In the context of adaptation to the COVID-19 pandemic, markets seem to be fairly stable and even slightly better than they were a few months ago, even though common sense tells us that production has fallen massively. If such a huge drop in economic activity can be papered over with government and private sector intervention, can we imagine how many crucial slower-moving changes are going unnoticed? If our actual wealth per capita, say, has been declining 1% per year for the last 20 years, how would we even know? Civilizational collapse happens on similar or even slower time scales—even though coronavirus hasn’t left everything in flames, we may still be on the long road to collapse. Absent reform, I think we are in for a slow century of decline starting in about 2030 or so.
Intentional and, more importantly, successful reform of society is very rare. It does happen, but macro-scale social engineering is exceptionally difficult: Augustus Caesar truly did save the Roman Republic from tearing itself to shreds through unsustainable warfare. His imperial system was in turn torn to shreds through warfare after long-standing economic and intellectual decay 300 years later.

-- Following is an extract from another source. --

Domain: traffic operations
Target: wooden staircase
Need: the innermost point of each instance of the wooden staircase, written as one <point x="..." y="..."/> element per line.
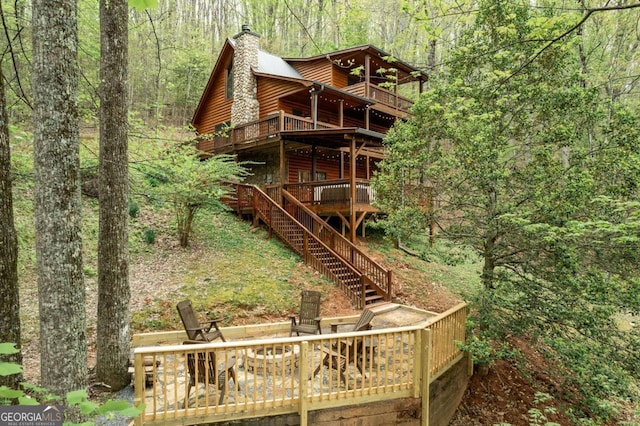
<point x="363" y="280"/>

The sheer difficulty of reform, coupled with the accumulation of social and cultural technical debt, provides a fairly solid explanation for why civilizations collapse.
The United States is well-positioned to attempt such civilizational reforms, since it has a remarkable ability to integrate exceptional talent from all over the world and has put that talent to work on some of the most successful institutional projects in history, including the Manhattan Project and the Apollo Program. America is, for now, in an unavoidable period of relative decline, and in 2030 or 2040 the largest economy in the world will almost certainly be that of China. But absolute decline is reversible—2060 is still an open question. A deep pragmatism runs through this country, and if reimagined, the 21st century could see another explosion in American economic, social, and cultural development.
The solution lies with a small number of people who can independently judge the generative minds behind the facts, rather than merely minding the integrity of the established body of theories and observations. If there is such a thing as a technē of civilization—the skill of managing the institutions of society and culture—it exists in very narrow corners of society. Engineering society to be self-perpetuating is an extremely difficult challenge, and we can devise all sorts of machinery to do so, but this is the bottom line. Such people are extremely rare, but if we create a socioeconomic niche for them, our civilization can rewrite its own future for the better.